Gay, bisexual, and other men (including cisgender and transgender men) who have sex with men (MSM) or transgender women who meet at least one of the following criteria:

Have been diagnosed with a bacterial sexually transmitted disease (e.g., chlamydia, gonorrhea, syphilis) in the past 3 months, OR

Have engaged in chemsex or group sex with other men, OR

Have had sex recently with anonymous male partners, OR

Have attended sex-on-premises venues (e.g., saunas, bathhouses, sex clubs), OR

Have engaged in survival and/or transactional sex, OR

Any man or trans person who has sex with men or trans persons

Any man or trans person who is taking or is eligible for HIV PrEP

Anyone living with HIV, particularly those with a CD4 count <350/mm3, an unsuppressed HIV viral load, or an opportunistic infection

Are part of other populations who are at high risk of monkeypox exposure, as identified through local epidemiological investigations. Among this group, persons who are living with HIV (particularly those with CD4 count <200/mm3 or an opportunistic infection) or other conditions that cause immunocompromise.
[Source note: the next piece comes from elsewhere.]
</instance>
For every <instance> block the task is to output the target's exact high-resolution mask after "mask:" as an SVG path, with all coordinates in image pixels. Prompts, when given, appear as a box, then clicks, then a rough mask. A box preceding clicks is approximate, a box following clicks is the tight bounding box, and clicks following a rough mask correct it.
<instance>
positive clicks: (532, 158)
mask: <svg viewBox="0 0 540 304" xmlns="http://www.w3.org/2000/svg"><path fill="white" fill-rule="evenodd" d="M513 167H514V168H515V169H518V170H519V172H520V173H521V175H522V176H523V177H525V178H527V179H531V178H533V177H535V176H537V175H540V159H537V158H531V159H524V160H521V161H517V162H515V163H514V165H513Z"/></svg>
All those who are eligible can schedule an appointment on any of the available days below. Clinics are by appointment only.

CDC UPDATE (9/28/22)

Today, CDC is announcing expanded eligibility for monkeypox vaccination so that more people may receive the vaccine before they are exposed to the disease. Vaccination remains an important tool in preventing the spread of monkeypox, and this public health measure is known as pre-exposure prophylaxis, or PrEP.

Preliminary data from 32 states show that those who were eligible and did not receive the monkeypox vaccine were about 14 times more likely to become infected than those who did receive the monkeypox vaccine. For those vaccinated, protection was seen as early as two weeks after their first vaccine dose.